Other Forms and Requirements
Similarly to foreign-owned single-member LLCs, multi-member ones must also file various forms and fulfill different requirements, including:
- Filing BOI
- Filing 1040 or 1040NR (if the income is US-source income)
- Obtaining EIN and ITIN
Foreign-Owned LLC Taxation: Reporting and Taxes Cheat Sheet
Type of LLC | Type of Income | Tax forms to file |
Single-member LLC | Foreign-source income | 5472 |
Single-member LLC | US-source income | 5472, 1040 or 1040NR |
Multi-member LLC | Foreign-source income | 1065 |
Multi-member LLC | US-source income | 1065, 1040 or 1040NR |
Foreign-Owned LLC Taxation: Reporting and Tax Examples
US taxes can be complicated. Before we let you go, we want to ensure you have a tight grasp of the main concepts. And, the best way to do that, in our opinion, is through some real-life examples.

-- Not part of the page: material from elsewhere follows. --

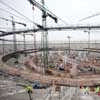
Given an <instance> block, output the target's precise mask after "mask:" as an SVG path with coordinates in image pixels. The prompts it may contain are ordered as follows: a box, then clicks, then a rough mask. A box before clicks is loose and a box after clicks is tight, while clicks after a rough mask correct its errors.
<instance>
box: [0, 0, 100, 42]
mask: <svg viewBox="0 0 100 100" xmlns="http://www.w3.org/2000/svg"><path fill="white" fill-rule="evenodd" d="M1 1H3V2H5V3H6V4H7V5H10V6H11V7H13V8H14V9H16V10H18V11H19V12H21V13H22V14H23V15H25V16H27V17H28V18H30V19H31V20H34V22H36V23H39V24H41V11H40V10H39V9H37V8H36V7H35V8H34V11H33V10H32V5H31V4H30V3H29V2H28V0H0V2H1ZM36 1H37V2H39V3H41V0H36ZM45 4H46V6H47V7H48V8H49V10H50V11H52V12H53V13H54V14H55V15H57V16H58V17H60V18H61V19H63V20H64V21H65V23H66V24H64V23H63V22H61V21H59V22H58V24H55V23H54V21H53V20H51V19H50V18H47V26H66V25H78V24H84V25H87V24H88V25H91V24H92V25H98V24H100V16H99V15H98V16H96V17H93V18H90V19H87V20H84V21H79V20H80V19H82V18H85V17H87V16H91V15H93V14H99V13H100V0H45ZM3 9H4V10H7V11H9V12H11V13H13V14H15V15H17V16H20V15H18V14H17V13H16V12H15V11H13V10H11V9H10V8H8V7H6V6H5V5H3V4H2V3H0V17H4V18H8V19H11V16H12V15H11V14H8V13H7V12H5V11H4V10H3ZM13 17H14V20H16V21H19V22H23V23H27V28H32V27H33V24H32V23H31V22H29V21H27V20H26V19H25V18H23V17H21V16H20V17H21V18H23V19H20V18H19V17H16V16H13ZM8 27H9V28H8ZM3 28H7V29H5V30H6V31H8V30H11V29H12V26H11V23H9V22H6V21H3V20H1V19H0V30H4V29H3ZM16 28H24V27H23V26H21V25H16ZM37 34H38V35H37V39H38V40H40V33H37ZM99 34H100V33H99V32H94V31H93V32H91V40H100V38H99V37H100V35H99ZM68 35H70V36H71V40H76V41H78V40H87V39H88V34H87V33H84V30H81V31H60V32H58V31H54V32H53V31H52V32H48V38H49V41H56V40H59V41H61V40H66V41H67V40H68V39H67V36H68ZM5 38H10V39H11V36H10V37H5ZM19 38H20V39H22V37H21V36H18V39H19ZM28 38H31V37H30V36H28ZM28 38H27V39H28ZM31 39H32V38H31Z"/></svg>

Here are some examples of foreign-owned LLC taxation:
Example 1: Foreign-Owned US Disregarded Entity (Tax-free LLC)
For this example, let’s say the disregarded entity is a single-member LLC owned by Hasann Aaban from Pakistan. Hasann is an IT expert who provides various IT services for clients around the world, including those from the US. Because the income-generating event happens in Pakistan, all income that Hasann’s LLC generates will be considered foreign-source income and will not be taxable under US law. As long as that’s the case, the only tax form he needs to file each year is Form 5472.
Example 2: Foreign-Owned Multi-Member LLC
John Simmons and Oliver Hyde are Canadian business partners who own an LLC in the US. They chose to structure their company as a multi-member LLC because that allows them to pay company taxes through individual tax forms (1040 or 1040NR). Their business is investing in short-term rental properties in the US. Because those properties are all physically located in the US, all of the income their multi-member LLC generates will be US-source income. This means that they will have to pay taxes in the US. First, they’ll have to file a 1065 informational form. After that, both of them will have to file either the 1040 or 1040NR tax forms to actually pay their taxes.